It was one thing for Jingbo Lou and Christian Page to gamble on reviving a classic burger joint. Doing it in the middle of Koreatown, a diverse neighborhood just west of downtown Los Angeles, made it an even riskier proposition.
But that’s exactly what the two dove into when Lou bought the defunct, 70-year-old Cassell's Hamburger concept and brought Page on board to manage it. Four blocks down from its original location, the pair have opened Cassell’s at Hotel Normandie, a historic and architecturally stunning building that has been restored and converted into a boutique hotel.
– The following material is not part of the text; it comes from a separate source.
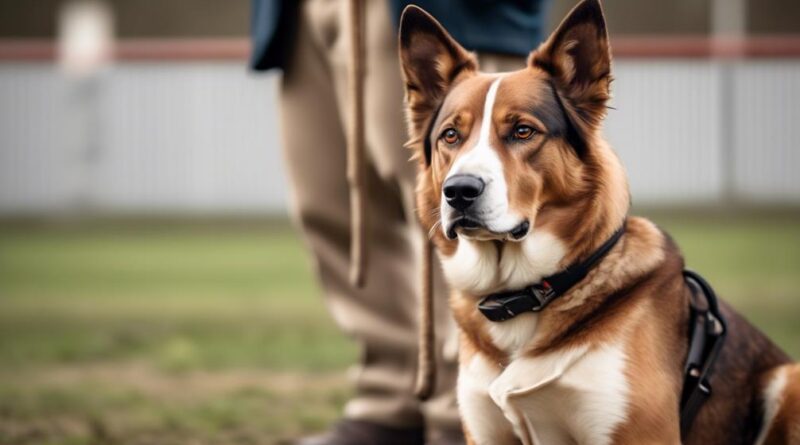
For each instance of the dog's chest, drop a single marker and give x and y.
(575, 396)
What makes Cassell’s different than the four burger concepts you passed on the way there? It’s the homage that Page is paying to Koreatown history. He’s keeping Cassell’s nearly exactly the way Al Cassell built it in 1948, starting first and foremost with the recipe and preparation of Al’s Classic American Hamburger. He’s using the same meat grinder and the same unique cross-fire broiler that Al designed to fry his burgers from the bottom while broiling them from the top.
Since opening, reviews have been enthusiastic, both from those who remember Cassell’s in its first incarnation and a younger crowd looking for clean, responsible food. “Just a good, classic, no BS burger,” says one Yelp review. “Taking a classic and elevating it to this level is not easy, but they somehow managed to do it.”
So what’s the secret?
“Al’s focus was always on the meat,” says Page. “Buying whole chuck with great marbling and grinding it fresh every day.”
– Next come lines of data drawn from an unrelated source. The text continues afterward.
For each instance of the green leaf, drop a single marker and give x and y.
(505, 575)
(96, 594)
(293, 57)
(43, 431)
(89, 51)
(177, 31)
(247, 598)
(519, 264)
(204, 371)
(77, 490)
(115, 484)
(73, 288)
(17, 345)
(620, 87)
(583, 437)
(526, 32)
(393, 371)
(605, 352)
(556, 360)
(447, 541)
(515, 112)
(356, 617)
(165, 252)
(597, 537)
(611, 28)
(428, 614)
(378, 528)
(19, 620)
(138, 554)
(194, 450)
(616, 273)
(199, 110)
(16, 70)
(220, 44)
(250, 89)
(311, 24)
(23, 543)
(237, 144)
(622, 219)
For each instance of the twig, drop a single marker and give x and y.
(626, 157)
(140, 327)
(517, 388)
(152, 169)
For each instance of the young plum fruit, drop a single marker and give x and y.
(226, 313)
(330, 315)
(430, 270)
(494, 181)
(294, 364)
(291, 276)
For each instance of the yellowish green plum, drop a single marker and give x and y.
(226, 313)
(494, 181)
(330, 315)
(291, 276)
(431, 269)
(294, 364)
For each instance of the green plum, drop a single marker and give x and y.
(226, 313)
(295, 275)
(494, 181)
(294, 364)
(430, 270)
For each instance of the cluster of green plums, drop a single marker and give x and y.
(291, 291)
In addition, Page suggests:
• Never mix two chucks. Cassell’s uses grass-fed Colorado Angus chuck.
• Pack the patties loosely so the seasoning penetrates deeper into the meat and the burger breaks apart in the mouth. “Form the ball delicately,” Page says. “You can’t just bang the thing around.”
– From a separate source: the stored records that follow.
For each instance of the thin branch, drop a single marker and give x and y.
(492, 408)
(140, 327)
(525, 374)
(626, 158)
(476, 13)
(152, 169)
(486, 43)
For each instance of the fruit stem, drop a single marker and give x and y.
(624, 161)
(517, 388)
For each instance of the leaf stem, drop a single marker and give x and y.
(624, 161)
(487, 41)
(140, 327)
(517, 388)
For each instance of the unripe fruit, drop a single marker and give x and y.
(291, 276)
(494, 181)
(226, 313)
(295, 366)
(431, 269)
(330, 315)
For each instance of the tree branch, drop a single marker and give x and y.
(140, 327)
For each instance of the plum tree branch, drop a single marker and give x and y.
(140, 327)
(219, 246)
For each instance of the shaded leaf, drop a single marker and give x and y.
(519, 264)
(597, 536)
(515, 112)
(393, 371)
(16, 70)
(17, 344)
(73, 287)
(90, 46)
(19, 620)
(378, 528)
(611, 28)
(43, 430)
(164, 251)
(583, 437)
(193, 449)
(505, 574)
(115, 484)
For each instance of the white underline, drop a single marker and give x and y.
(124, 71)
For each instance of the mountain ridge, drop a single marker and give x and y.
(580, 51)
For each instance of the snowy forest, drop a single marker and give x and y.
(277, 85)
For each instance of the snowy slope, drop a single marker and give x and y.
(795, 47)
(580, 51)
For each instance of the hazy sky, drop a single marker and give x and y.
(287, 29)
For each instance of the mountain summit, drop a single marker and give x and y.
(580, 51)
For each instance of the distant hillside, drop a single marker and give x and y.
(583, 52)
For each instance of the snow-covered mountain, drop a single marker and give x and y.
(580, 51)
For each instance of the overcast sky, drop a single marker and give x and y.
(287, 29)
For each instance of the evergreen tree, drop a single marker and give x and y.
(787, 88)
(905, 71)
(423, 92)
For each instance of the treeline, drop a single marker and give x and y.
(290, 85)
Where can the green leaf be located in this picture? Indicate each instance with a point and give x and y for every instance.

• Patties should weight 6.05 ounces, which will cook down to one-third of a pound.
• Never freeze the patties.
• Use a super-hot griddle and cook burgers anywhere from 500-550°F to add a a light crust around the edges of the patty.
• Cook to medium rare. Grinding the meat in-house should lessen concerns about serving undercooked beef because presumably the meat should be clean and safe. “Grinding whole muscles gives a clean consistency,” he says.
• Only flip once and only add cheese once.
• Cassell’s serves its burgers with Thousand Island dressing, lettuce, tomato, onions and pickles on a Parker House bun.
• Staying true to Al Cassell’s original concept, Page doesn’t offer fries but instead serves what he calls an “American banchan,” or little dishes like potato salad, pickles, chips and coleslaw.